SMEs will benefit greatly from digital and technology disruption, enabling them to go expand through e-commerce platforms and to explore new modes of logistics services such as self-driving trucks and autonomous cargo vessels.
Over the next decade, global trade and logistics could be virtually unrecognisable from what we see today. Digital and physical disruption will change the way customers and suppliers connect, and the way supply chains are managed.
Barriers to entry to global trade are being torn down. Technological advances across the value chain are lowering cost and risk of market entry for importers and exporters. By 2035, WTO estimates continued technological progress in trade could potentially boost GDP by 9% in developed markets. The benefits of this disruption are potentially greater for SMEs and regionally-based businesses that still grapple with the tyranny of distance to connect with customers and service providers.
Thanks to digital disruption, the world is getting smaller and global customers more accessible. Growing at 20% per annum, global e-commerce sales are forecast to reach $2.65 trillion in 2016. This will double to $5.3 trillion by 2020 – accounting for 15% of total retail spending. The Australasian region is a hub for this activity, with China making up 40% of global digital sales.

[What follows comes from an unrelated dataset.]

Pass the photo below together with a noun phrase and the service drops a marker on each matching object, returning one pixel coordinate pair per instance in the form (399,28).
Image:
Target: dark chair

The “cross border” distribution of these goods is where the next major disruption will happen. Fast and free delivery services are driving online shopping. For this reason, companies like Amazon have evolved to become logistics companies rather than pure e-tailers with aims to vertically integrate across the supply chain. The e-commerce company secured an ocean freight licence and purchased 40 cargo planes to better service its 304 million active customers around the globe.
Meanwhile, online platforms like CargoHound are reducing the “smoke and mirrors” of shipping products overseas, enabling importers and exporters to source competitive freight pricing from community-rated service providers with one click.
Apart from digital disruption, technology is playing a massive part in shaking up the physical “nuts and bolts” of ogistics space as well. By 2020, Rolls Royce eyes to deploy autonomous cargo vessels, controlled remotely from virtual decks by land-based crews. In theory, one “captain” could steer several boats with more room for cargo.
And it’s not just happening on the high seas. Six convoys of semi-automated “driverless trucks” recently drove across Europe to Rotterdam in “platoons” of two to three vehicles. This automation could offer up to 25 times efficiency gains in labour costs, fuel efficiencies and around the clock operation.
Meanwhile, Elon Musk of Tesla fame has renewed interest in a pneumatic tube transportation system with his concept dubbed “Hyperloop.” It is a magnetic levitation train in a low-pressure tube that runs parallel to major roads and has the potential to transport freight between major US cities at a speed of 700 miles per hour. Think of the benefits in terms of congestion and safety alone.
Further efficiencies are becoming reality in the competitive courier space. It won’t be long before autonomous trucks are driving to centralised nodes before releasing swarms of drones to complete last-mile delivery. Each vehicle can deliver dozens of parcels simultaneously rather than driving from house to house.
This all won’t come without consequence. Some 280,000 truck drivers work in Australia and about 3.5 million in the US. Jobs and businesses related to the trucking industry would clearly be affected.
Ultimately, history shows there are winners and losers when industries undergo transformational change – but there is no standing in the way of progress.
As Charles Darwin put it, adapting to change matters. And this will be the case for businesses in international trade and logistics.